It’s been one of those battle-cries of mine the last while. Everything in the world, culturally-speaking (and I don’t necessarily mean high culture) seems to be evaporating into mindless bullshit.

The AV Club – a site I admittedly have a love/hate relationship with already – just posted an interview with actor Paul Giamatti. In the opening summary, the interviewer describes the plot of his latest film, which reads like a counterscript of 1999’s Being John Malkovich and yet there is no mention of this parallel anywhere in the article, something even Entertainment Tonight would do. The interviewer talks about this upcoming film with Giamatti as if it and his role – the John Malkovich role, if it were Being John Malkovich – were just soulless objects to be discussed out of necessity. In other words, it’s just like any other media-junket interview, like something you would read in InStyle or Chatelaine. Not that those examples are b-a-d, but when you pride yourself as better, especially savvy, tongue-in-cheek better, you shouldn’t even be in the same postal code as InStyle or Chatelaine if you want to retain your reputation.

The Motley Fool – again, a site previously known for being savvy, even though they deal with the stock market – now reads like Ain’t It Cool News, complete with arguments which, under rational analysis, seem completely idiotic and antithetical to what one would assume is their mission statement (ie. being different than the rest of those brain-dead-and-short-sighted Money sites).

Oh, and CNN. Not that they’ve ever been more relevant than a Reuters news ticker, but they’ve gone from mediocre to stupid by allowing one of their show hosts, Lou Dobbs, to continuously question the origin of Barack Obama’s citizenship, a paranoid suspicion virulent in the libertarian/right-wing fringe of the U.S. that has been repeatedly disproved (read: he doesn’t want Johnny Foreigner running and ruining the most-possibly-greatest-country-ever-in-the-world).

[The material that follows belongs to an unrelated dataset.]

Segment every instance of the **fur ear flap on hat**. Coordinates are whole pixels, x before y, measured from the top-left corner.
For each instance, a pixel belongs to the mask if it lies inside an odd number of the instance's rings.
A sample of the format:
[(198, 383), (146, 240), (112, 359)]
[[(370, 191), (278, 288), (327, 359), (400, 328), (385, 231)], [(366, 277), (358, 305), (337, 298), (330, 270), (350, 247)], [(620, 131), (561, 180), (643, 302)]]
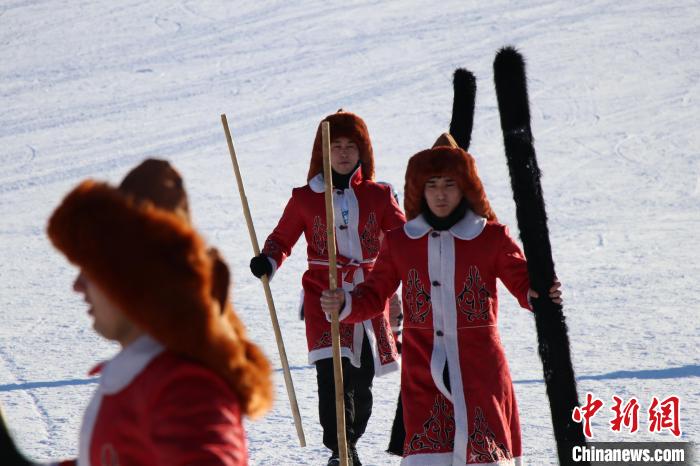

Now, one of the arguments I can imagine hearing is: well, Matt, in a 24-hour newsday (whether on TV or the Internet) when people expect constant information there inevitably has to be weaker material. To which I say: I understand, but I’d settle for less information over less hours (if need be), if it means the information will be consistent and better. After all, you are what you eat, and in this day and age we feed on media in an astonishingly unconscious and voracious manner.